Partners collaborate on various outreach events, such as pint nights, happy hours, special brews, Brewshed® hikes and fundraisers that support Oregon Wild's forest and watershed conservation work. Eugene’s Claim 52 Brewing considers conservation efforts a priority and works with various nonprofits on environmental stewardship. “From inception, Claim 52 has been proud to credit the McKenzie River for the flavor profile of our signature beer, the kolsch,” says co-founder/owner Mercy McDonald. “The river that runs in our backyard is vital and needs our care and protection to keep it pure. All of us have a role and stake in that outcome.”
Claim 52 hosts events for Oregon Wild throughout the year and contributes to raffles to help with fundraising. Last year, Claim 52 also bottled a specialty beer, Scrivener’s Sour, and donated a portion of the proceeds to Oregon Wild. McMenamins provides similar support. This year, while celebrating the 30th anniversary of Hammerhead, McMenamins donated $1 for every pint of the pale ale sold in Oregon Jan. 30-31. The brewpub chain is also donating event space for the Brewshed® Brewfest, which is set to take place Wednesday, May 18 at the Kennedy School in Portland. The inaugural event will feature beers from Brewshed® partners and guests can vote for their favorite beers.
“The amazing beers our Brewshed® partners will be pouring will showcase Oregon water, but we'll be incorporating information about Oregon watersheds and water conservation into our program for the evening, with speakers from Oregon Wild and other Alliance members,” explains Cowdin. “Fest attendees will get to know about watersheds beyond Portland and get to taste beer from across the state.

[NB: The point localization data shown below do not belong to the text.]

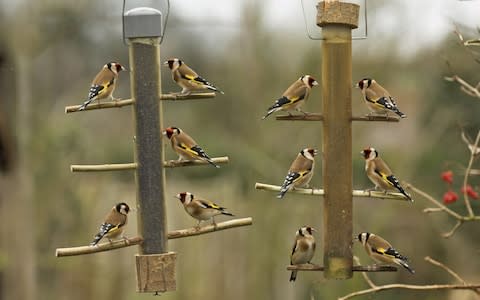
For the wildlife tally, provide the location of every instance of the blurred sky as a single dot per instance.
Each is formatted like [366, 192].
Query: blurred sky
[416, 23]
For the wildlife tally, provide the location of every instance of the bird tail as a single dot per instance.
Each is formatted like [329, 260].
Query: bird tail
[210, 161]
[293, 276]
[283, 191]
[398, 112]
[269, 112]
[404, 264]
[84, 105]
[224, 212]
[97, 239]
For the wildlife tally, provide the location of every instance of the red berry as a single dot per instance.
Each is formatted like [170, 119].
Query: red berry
[450, 197]
[447, 176]
[469, 191]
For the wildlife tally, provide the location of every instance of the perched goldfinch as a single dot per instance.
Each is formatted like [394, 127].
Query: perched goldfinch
[187, 79]
[114, 223]
[185, 146]
[303, 249]
[201, 209]
[104, 83]
[380, 174]
[381, 250]
[300, 172]
[378, 100]
[294, 96]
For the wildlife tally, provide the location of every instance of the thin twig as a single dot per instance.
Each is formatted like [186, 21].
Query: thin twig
[133, 166]
[432, 200]
[467, 171]
[120, 103]
[107, 246]
[472, 287]
[319, 117]
[209, 228]
[321, 192]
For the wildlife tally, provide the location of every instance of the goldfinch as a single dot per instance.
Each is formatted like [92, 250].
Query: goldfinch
[185, 146]
[114, 223]
[303, 249]
[378, 100]
[187, 79]
[381, 250]
[294, 96]
[201, 209]
[300, 172]
[103, 84]
[380, 174]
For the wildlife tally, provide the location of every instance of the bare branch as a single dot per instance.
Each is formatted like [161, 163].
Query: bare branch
[321, 192]
[209, 228]
[120, 103]
[472, 287]
[107, 246]
[133, 166]
[453, 230]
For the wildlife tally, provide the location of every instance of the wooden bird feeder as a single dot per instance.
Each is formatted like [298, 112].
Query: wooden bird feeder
[155, 265]
[337, 20]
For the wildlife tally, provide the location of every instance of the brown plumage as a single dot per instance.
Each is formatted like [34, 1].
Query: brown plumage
[185, 146]
[300, 172]
[114, 223]
[103, 84]
[303, 248]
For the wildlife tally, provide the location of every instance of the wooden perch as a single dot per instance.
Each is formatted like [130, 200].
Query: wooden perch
[373, 268]
[133, 166]
[319, 117]
[321, 192]
[209, 228]
[126, 102]
[107, 246]
[188, 163]
[103, 168]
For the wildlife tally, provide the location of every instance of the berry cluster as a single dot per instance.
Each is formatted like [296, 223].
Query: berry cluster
[450, 196]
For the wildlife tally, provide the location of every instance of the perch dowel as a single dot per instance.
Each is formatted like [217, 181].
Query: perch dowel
[372, 268]
[126, 102]
[321, 192]
[101, 105]
[320, 117]
[103, 168]
[209, 228]
[188, 163]
[107, 246]
[133, 166]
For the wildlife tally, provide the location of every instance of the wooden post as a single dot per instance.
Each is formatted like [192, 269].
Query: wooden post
[154, 263]
[337, 20]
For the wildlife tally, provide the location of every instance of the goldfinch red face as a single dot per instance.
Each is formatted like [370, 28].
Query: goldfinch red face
[122, 208]
[185, 197]
[364, 83]
[369, 153]
[309, 153]
[305, 231]
[309, 80]
[363, 237]
[171, 131]
[114, 67]
[173, 63]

Overall, this first annual Oregon Brewshed® Brewfest will be a celebration of Oregon beer and the Oregon water that helps it stand apart.”
In 2015, partners held 12 events to raise awareness and support, including an Earth Day fundraiser, a Community Tap Month, a hike along the Salmon River and an environmental speaker series. Events in 2016 have included a fundraising campaign called Weekend for Water in partnership with the Oregon Environmental Council, Base Camp Brewing Company’s Collabofest presented by #PDXNOW, and February’s KLCC Microbrew Festival in Eugene, where the Alliance sponsored the water stations.
“Moving forward, we hope to continue growth with new partner breweries and others in the brewing community that care about clean water across the state,” says Cowdin. “As the Oregon Brewshed® Alliance builds new partnerships, our voice for Oregon watersheds becomes stronger, and eventually, the Alliance could be seen as a model for craft brewing and water conservation nationwide.”
For brewers such as Mercy McDonald, the need for partnership is simple. “Clean water is often taken for granted, and that’s where quality beer starts.”